D’altra parte, i più anziani “colleghi” iscritti all’università sostengono la riforma e gli effetti benefici che potrebbe avere sulla preparazione delle future matricole, e anche Roberto Vecchioni, a nome degli insegnanti delle superiori inneggia al bisogno di rigore e alla necessità di far sudare i giovani sui libri fin dal liceo. Abbiamo deciso, allora, di sentire anche un’altra voce, quella dei docenti universitari, i quali, sebbene a una prima analisi possano sembrare i meno coinvolti nella questione, a ben guardare sono i mentori di domani che i liceali di oggi si ritroveranno di fronte una volta passati all’Università.
Per questo abbiamo raccolto il parere di Vincenza Scuderi, docente di Lingua tedesca alla nostra facoltà di Lingue, e di Pietro Calì, che insegna Teoria e storia del restauro alla facoltà di Architettura di Siracusa.
“Non so se l’ignoranza in cose di cultura generale di base che mi capita di riscontrare talvolta nei miei studenti sia dovuta a un debito formativo registrato come tale nel corso del loro cammino scolastico” ci dice la professoressa Scuderi, “o ciò sia da ricercare molto più in fondo in uno studio mirato esclusivamente al superamento di due interrogazioni a semestre. Forse entrambe le cose vanno di pari passo. Una piccola sfasatura logica mi pare di ritrovare in questa paura per dei rinnovati esami di riparazione: se la presenza di un debito formativo corrisponde a uno studio per sopperire ad esso, non vedo dov’è il problema nel presentare i frutti di tale studio in un piccolo momento d’esame che preceda l’inizio della scuola. Se invece il ‘porre rimedio’ al debito è visto come cosa futura, beh, non è una filosofia, mi sembra, che possa formare giovani realmente preparati“.

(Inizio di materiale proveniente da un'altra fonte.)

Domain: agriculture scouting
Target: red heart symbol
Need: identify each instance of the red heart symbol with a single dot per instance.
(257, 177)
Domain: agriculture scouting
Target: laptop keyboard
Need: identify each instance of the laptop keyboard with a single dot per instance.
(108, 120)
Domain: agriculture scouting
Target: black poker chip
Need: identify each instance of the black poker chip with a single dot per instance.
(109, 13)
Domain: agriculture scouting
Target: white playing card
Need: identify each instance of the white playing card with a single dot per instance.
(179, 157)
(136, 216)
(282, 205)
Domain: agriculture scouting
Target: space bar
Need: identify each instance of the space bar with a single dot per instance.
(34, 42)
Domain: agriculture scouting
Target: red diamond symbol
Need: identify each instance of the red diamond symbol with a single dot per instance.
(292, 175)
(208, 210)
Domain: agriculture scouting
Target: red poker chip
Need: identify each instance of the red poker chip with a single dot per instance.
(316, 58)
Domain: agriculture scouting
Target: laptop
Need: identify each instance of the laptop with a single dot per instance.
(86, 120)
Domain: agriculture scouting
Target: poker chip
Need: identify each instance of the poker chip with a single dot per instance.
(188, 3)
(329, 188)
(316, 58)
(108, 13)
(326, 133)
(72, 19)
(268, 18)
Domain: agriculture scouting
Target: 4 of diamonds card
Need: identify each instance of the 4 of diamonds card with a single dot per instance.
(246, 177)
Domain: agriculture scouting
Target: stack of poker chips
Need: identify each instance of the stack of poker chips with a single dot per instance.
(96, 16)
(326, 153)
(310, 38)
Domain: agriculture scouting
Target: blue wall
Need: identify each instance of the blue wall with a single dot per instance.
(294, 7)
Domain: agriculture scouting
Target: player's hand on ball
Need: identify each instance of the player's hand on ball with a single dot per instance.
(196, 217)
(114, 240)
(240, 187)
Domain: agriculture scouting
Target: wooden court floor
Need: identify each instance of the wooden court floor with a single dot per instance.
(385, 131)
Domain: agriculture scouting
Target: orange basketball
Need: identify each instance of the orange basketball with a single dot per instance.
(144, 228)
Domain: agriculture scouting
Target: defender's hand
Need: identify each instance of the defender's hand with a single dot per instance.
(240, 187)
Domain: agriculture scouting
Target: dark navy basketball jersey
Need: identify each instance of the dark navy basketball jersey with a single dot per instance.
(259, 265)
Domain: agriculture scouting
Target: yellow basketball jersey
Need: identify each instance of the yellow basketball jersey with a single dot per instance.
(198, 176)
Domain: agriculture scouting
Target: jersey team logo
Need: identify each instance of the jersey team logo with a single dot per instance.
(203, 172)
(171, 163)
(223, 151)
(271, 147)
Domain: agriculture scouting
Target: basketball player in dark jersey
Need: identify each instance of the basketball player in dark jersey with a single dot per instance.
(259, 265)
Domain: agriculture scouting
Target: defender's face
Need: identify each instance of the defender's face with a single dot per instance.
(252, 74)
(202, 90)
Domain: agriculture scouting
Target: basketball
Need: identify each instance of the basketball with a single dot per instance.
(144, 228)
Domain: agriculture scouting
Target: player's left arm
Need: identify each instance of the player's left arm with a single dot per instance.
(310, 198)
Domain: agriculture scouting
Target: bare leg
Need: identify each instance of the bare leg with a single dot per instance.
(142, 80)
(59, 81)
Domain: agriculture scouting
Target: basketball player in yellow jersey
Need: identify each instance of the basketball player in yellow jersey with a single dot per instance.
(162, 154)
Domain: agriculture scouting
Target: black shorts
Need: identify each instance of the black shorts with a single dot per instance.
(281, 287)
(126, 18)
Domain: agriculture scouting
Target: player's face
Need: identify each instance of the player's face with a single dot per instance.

E il professor Calì non è di diversa opinione: “Senza temere di apparire ‘conservatore’, ritengo la riforma degli esami introdotta da Fioroni positiva, in quanto stimolo verso una visione di maggiore efficientismo della scuola. Efficienza sia da parte degli studenti che ovviamente, e prima di tutto, dei professori. Spesso ho riscontrato una preoccupante carenza di conoscenze generali negli studenti universitari, dovuta ad un abbassamento del livello medio di preparazione della scuola superiore. Naturalmente parlo di livello ‘medio’, con tutti i limiti che questa genericità si porta dietro. Queste carenze non sono tanto da attribuire agli studenti, quanto piuttosto ad una generale tendenza subita dall’istituzione scolastica verso uno svilimento del fondamentale ruolo preparatorio che è deputata ad avere. La principale responsabilità di ciò è a mio parere da attribuire alla gestione politica dello Stato che si riflette conseguentemente nella scuola. L’impegno dei professori credo sia quindi altrettanto importante che quello degli studenti per dare alla scuola il ruolo ineliminabile ed importantissimo di formazione di una coscienza sociale attraverso l’impegno individuale“.
Anche se non tutti gli studenti manifestanti adducono, per spiegare la loro protesta, motivazioni di sconcertante sincerità come quella che una ragazza ha confessato a Step1 (“Con questa cosa dell’esame a settembre ci stanno fregando. Saremo costretti a studiare!”), è vero che il precedente ordinamento scolastico – basato su “debiti” che si poteva benissimo non recuperare – faceva ben poco per contrastare la svogliatezza di molti studenti. I docenti universitari da noi sentiti, dunque, confermano di ritrovarsi troppo spesso ad avere a che fare con studenti che si portano dietro i segni di un cattivo metodo di studio adottato alle superiori. Gli studenti medi, in questi giorni, sembrano pronti alle barricate. Ma chissà che nel giro di qualche anno, se il decreto Fioroni entrerà effettivamente in vigore, non siano loro i primi a ringraziare il ministro.